Interrogée sur le déroulement de l’épidémie de grippe, le Pr Sylvie Van der Werf (directrice du centre national de référence France Nord pour la grippe à l’Institut Pasteur), tient à dégonfler un mythe colporté par les médias : cette grippe n’a pas été d’une gravité exceptionnelle : « D’autres épidémies de grippe aussi sévères ont déjà été vues en France. Il s’agit en revanche d’une épidémie d’ampleur “assez importante” qui a touché particulièrement les personnes âgées. »
Une surmortalité incontestable
En effet, la grippe 2015 est due en majorité à un virus de type H3N2 dont on sait qu’il touche plus particulièrement les seniors, particulièrement fragiles. Les virus grippaux sont à 61% du virus A(H3N2), à 21% du virus A(H1N1), le reste étant du A et du B. Les virus A(H3N2) se distribuent en deux groupes. Le premier est proche de la souche vaccinale alors que le second, non couvert par le vaccin, dépasse 50% des virus A(H3N2). D’où des hospitalisations plus importantes cette année par rapport aux précédentes. Et un nombre de décès plus important. S’il est difficile de relier directement à la grippe l’excès de mortalité hivernale de 8?500 décès constaté au 4 mars par l’InVs, une surmortalité liée à cette affection, même difficilement chiffrable, est incontestable.

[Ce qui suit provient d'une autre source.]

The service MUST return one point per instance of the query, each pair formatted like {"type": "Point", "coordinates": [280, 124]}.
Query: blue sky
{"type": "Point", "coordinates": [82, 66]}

Autre cause de l’ampleur de l’épidémie, la présence cette année de virus circulants, variants pour une part d’entre eux par rapport aux virus présents dans le vaccin. Avec, comme résultats, un niveau de protection conféré par la vaccination bien moindre que celui attendu (efficacité de 20 à 25%). Ceci est lié au fait que la composition vaccinale est décidée mi- février pour un vaccin qui sera mis dans les officines début octobre. Or le virus grippal varie en permanence. Des variants antigéniques sont ainsi apparus au cours de l’été pendant l’hiver austral, impossibles à’anticiper. Ces virus ont cependant été inclus au mois de septembre dans la composition vaccinale du vaccin destiné à l’hémisphère sud.
Et « il n’est malheureusement pas possible d’ “adapter” le vaccin en cours de route du fait des délais de production des souches vaccinales, des réactifs susceptibles de les contrôler et, surtout, du temps nécessaire pour produire, les doses nécessaires pour vacciner la population », souligne Sylvie Van der Werf. En revanche, pour le Pr Bruno Lina (hospices civils de Lyon, responsable du Centre national de référence sur la grippe), « conformément aux préconisations gouvernementales, l’emploi du Tamiflu® a été deux ou trois fois plus important que les années précédentes ».
Troisième facteur expliquant l’importance de l’épidémie, selon Bruno Lina, « la vaccination insuffisante des groupes à risques?» . Environ 50 à 52% des personnes composant ces groupes ont été vaccinées, soit un sur deux. Or, en 2009, ce taux était de 65%, soit presque deux sur trois.
27 % des personnes qui se faisaient vacciner ne le font plus
Cette baisse de vaccination rejoint d’ailleurs une tendance plus générale de la population française où on est aujourd’hui à 20% de vaccination chez les plus de de 15 ans, alors que ce taux était de 25% en 2009. 27% des personnes qui se faisaient vacciner auparavant ne le font donc plus. En cause, selon Bruno Lina, la propagation des discours anti-vaccinaux, un certain nombre d’articles scientifiques négatifs sur le vaccin et la dévalorisation de la vaccination lors de la pandémie de grippe A.
Enfin, concernant la polémique sur une prétendue impréparation des autorités sanitaires, lancée par les urgentistes de l’Amuf, le Pr Lina estime qu’il y a probablement eu un défaut d’organisation de certains hôpitaux, dû en grande partie à leur fonctionnement à flux tendu. « Il aurait fallu être capable de libérer des lits à l’avance, mais étant donné les restrictions financières, c’est difficile », dénonce-t-il. Tout en soulignant que les urgentistes, en lançant cette controverse, y avaient peut-être quelque intérêt.